$10K Third-Party Challenge: Design a Factor for a Large US Corporate Pension We’ve been working with a large US corporate pension fund, who is extremely interested in the Quantopian community’s ability to come up with interesting new factors. They want you to find something that they can’t get anywhere else, so we are asking you to send us your most unique and innovative ideas. 15 winners will share in a total prize pool of$10,000 and will be eligible to potentially have their factors licensed for inclusion in an entirely new strategy!

Quantopian is interesting to this pension fund because of the diversity of ideas that come from our community. The pension fund would like to construct an entirely new strategy combining the best unique ideas that fit within their criteria and to provide diversification from their current sources of returns.

This challenge has a new element compared to previous Quantopian challenges: we have been provided with anonymized returns data for several existing strategies that the pension fund uses to evaluate potential new managers. We are providing this obfuscated data to you so that you can check its correlation with your factors. We'll be using this correlation in the final scoring criteria.

Strategy Objectives:

This challenge will have a wider set of constraints than previous ones, which should be interesting to many of you.

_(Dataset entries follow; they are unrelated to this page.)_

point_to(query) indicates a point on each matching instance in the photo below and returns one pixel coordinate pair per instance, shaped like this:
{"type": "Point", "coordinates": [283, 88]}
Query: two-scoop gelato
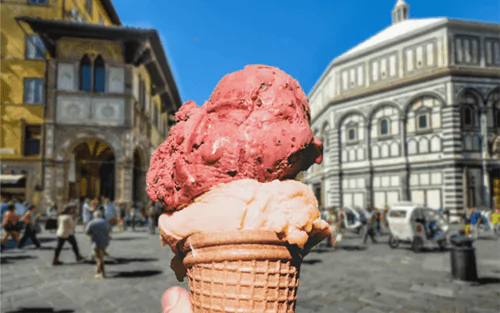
{"type": "Point", "coordinates": [255, 125]}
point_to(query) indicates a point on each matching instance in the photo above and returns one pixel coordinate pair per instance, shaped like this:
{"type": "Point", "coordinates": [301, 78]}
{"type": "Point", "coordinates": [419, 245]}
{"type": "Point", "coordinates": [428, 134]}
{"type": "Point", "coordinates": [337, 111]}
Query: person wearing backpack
{"type": "Point", "coordinates": [10, 225]}
{"type": "Point", "coordinates": [66, 232]}
{"type": "Point", "coordinates": [369, 226]}
{"type": "Point", "coordinates": [29, 220]}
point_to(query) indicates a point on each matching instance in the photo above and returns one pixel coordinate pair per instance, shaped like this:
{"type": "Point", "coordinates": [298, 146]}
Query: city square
{"type": "Point", "coordinates": [372, 119]}
{"type": "Point", "coordinates": [352, 279]}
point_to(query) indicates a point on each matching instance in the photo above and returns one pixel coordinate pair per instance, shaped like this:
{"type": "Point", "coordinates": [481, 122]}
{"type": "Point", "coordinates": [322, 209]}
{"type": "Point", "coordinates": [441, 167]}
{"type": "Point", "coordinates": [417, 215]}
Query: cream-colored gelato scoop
{"type": "Point", "coordinates": [288, 208]}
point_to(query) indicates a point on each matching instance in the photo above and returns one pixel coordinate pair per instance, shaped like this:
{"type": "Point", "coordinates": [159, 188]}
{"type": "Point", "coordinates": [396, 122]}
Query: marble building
{"type": "Point", "coordinates": [412, 113]}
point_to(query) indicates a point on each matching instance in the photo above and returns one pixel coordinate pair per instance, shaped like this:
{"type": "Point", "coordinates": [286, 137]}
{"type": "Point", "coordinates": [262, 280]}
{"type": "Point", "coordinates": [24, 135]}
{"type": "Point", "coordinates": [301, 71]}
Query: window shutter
{"type": "Point", "coordinates": [26, 90]}
{"type": "Point", "coordinates": [39, 91]}
{"type": "Point", "coordinates": [30, 51]}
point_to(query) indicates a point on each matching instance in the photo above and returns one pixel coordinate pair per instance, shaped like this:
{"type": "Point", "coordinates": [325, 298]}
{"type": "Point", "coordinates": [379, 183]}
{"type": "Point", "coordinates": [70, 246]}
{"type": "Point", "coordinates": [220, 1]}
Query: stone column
{"type": "Point", "coordinates": [402, 136]}
{"type": "Point", "coordinates": [404, 176]}
{"type": "Point", "coordinates": [369, 190]}
{"type": "Point", "coordinates": [452, 134]}
{"type": "Point", "coordinates": [61, 181]}
{"type": "Point", "coordinates": [333, 170]}
{"type": "Point", "coordinates": [404, 189]}
{"type": "Point", "coordinates": [485, 153]}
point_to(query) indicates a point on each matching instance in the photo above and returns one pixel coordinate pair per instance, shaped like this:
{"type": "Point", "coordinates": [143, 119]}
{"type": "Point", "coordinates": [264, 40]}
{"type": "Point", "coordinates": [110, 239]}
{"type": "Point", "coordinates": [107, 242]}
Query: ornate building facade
{"type": "Point", "coordinates": [107, 101]}
{"type": "Point", "coordinates": [413, 113]}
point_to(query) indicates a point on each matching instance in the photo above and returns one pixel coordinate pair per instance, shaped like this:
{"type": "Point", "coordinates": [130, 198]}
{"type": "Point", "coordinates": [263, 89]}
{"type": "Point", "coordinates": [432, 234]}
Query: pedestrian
{"type": "Point", "coordinates": [385, 214]}
{"type": "Point", "coordinates": [88, 211]}
{"type": "Point", "coordinates": [336, 235]}
{"type": "Point", "coordinates": [98, 230]}
{"type": "Point", "coordinates": [369, 226]}
{"type": "Point", "coordinates": [52, 213]}
{"type": "Point", "coordinates": [446, 213]}
{"type": "Point", "coordinates": [10, 225]}
{"type": "Point", "coordinates": [495, 221]}
{"type": "Point", "coordinates": [325, 216]}
{"type": "Point", "coordinates": [378, 222]}
{"type": "Point", "coordinates": [133, 216]}
{"type": "Point", "coordinates": [29, 219]}
{"type": "Point", "coordinates": [341, 220]}
{"type": "Point", "coordinates": [475, 218]}
{"type": "Point", "coordinates": [121, 220]}
{"type": "Point", "coordinates": [110, 213]}
{"type": "Point", "coordinates": [466, 218]}
{"type": "Point", "coordinates": [152, 217]}
{"type": "Point", "coordinates": [66, 232]}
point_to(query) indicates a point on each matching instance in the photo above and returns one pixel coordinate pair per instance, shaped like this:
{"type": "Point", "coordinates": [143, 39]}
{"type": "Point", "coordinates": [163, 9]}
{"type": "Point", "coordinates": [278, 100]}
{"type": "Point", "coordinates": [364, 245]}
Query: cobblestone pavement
{"type": "Point", "coordinates": [350, 279]}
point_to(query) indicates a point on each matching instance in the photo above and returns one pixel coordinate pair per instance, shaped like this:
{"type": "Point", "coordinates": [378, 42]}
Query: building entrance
{"type": "Point", "coordinates": [92, 171]}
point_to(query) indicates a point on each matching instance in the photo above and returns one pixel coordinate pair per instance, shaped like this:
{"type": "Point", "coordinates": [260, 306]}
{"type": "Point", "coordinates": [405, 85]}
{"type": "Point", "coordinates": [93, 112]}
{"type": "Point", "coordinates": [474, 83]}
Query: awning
{"type": "Point", "coordinates": [10, 178]}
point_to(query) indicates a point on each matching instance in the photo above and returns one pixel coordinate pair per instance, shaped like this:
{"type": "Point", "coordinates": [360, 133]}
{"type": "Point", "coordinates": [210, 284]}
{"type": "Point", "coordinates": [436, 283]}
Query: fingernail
{"type": "Point", "coordinates": [171, 301]}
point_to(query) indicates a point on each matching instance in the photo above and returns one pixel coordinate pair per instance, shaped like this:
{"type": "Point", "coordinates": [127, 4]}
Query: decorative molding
{"type": "Point", "coordinates": [441, 91]}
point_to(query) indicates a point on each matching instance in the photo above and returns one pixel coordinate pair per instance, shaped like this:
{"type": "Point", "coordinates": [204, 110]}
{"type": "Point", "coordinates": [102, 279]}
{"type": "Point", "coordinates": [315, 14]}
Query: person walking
{"type": "Point", "coordinates": [466, 218]}
{"type": "Point", "coordinates": [121, 220]}
{"type": "Point", "coordinates": [89, 211]}
{"type": "Point", "coordinates": [52, 213]}
{"type": "Point", "coordinates": [10, 225]}
{"type": "Point", "coordinates": [495, 221]}
{"type": "Point", "coordinates": [110, 213]}
{"type": "Point", "coordinates": [133, 215]}
{"type": "Point", "coordinates": [341, 220]}
{"type": "Point", "coordinates": [369, 226]}
{"type": "Point", "coordinates": [325, 216]}
{"type": "Point", "coordinates": [66, 232]}
{"type": "Point", "coordinates": [29, 220]}
{"type": "Point", "coordinates": [378, 222]}
{"type": "Point", "coordinates": [98, 230]}
{"type": "Point", "coordinates": [152, 218]}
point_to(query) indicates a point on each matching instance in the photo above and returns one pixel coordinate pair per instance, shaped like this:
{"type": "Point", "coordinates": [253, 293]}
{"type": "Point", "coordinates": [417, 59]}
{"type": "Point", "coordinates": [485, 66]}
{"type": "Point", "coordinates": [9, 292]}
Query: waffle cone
{"type": "Point", "coordinates": [241, 271]}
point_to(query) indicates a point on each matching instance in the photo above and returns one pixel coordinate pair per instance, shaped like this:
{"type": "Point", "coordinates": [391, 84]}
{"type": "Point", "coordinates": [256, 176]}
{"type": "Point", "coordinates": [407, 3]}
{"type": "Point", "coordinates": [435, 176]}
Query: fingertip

We are looking for factors with the following properties:

• The portfolio must hold at least 100 assets in the QTU.
• There should be a daily turnover of 5% to 20%.
• There are no constraints on risk exposures or beta to SPY, but your exposures must be time-varying — these tilts should be moving daily.
• The specific Sharpe ratio over the first 5 days must be positive.

Requirements:

Post an alpha tearsheet as a reply to this thread to submit to the challenge. To do this, run a backtest on your factor from January 4, 2014, to August 29, 2018. Then run the alpha decay notebook attached to this thread to analyze your backtest results. Note that this notebook is custom for this challenge.

Selection Criteria:

Similar to previous challenges, we will only evaluate only your factor’s end-of-day holdings. For more examples of what we look for, check out our last live tearsheet reviews.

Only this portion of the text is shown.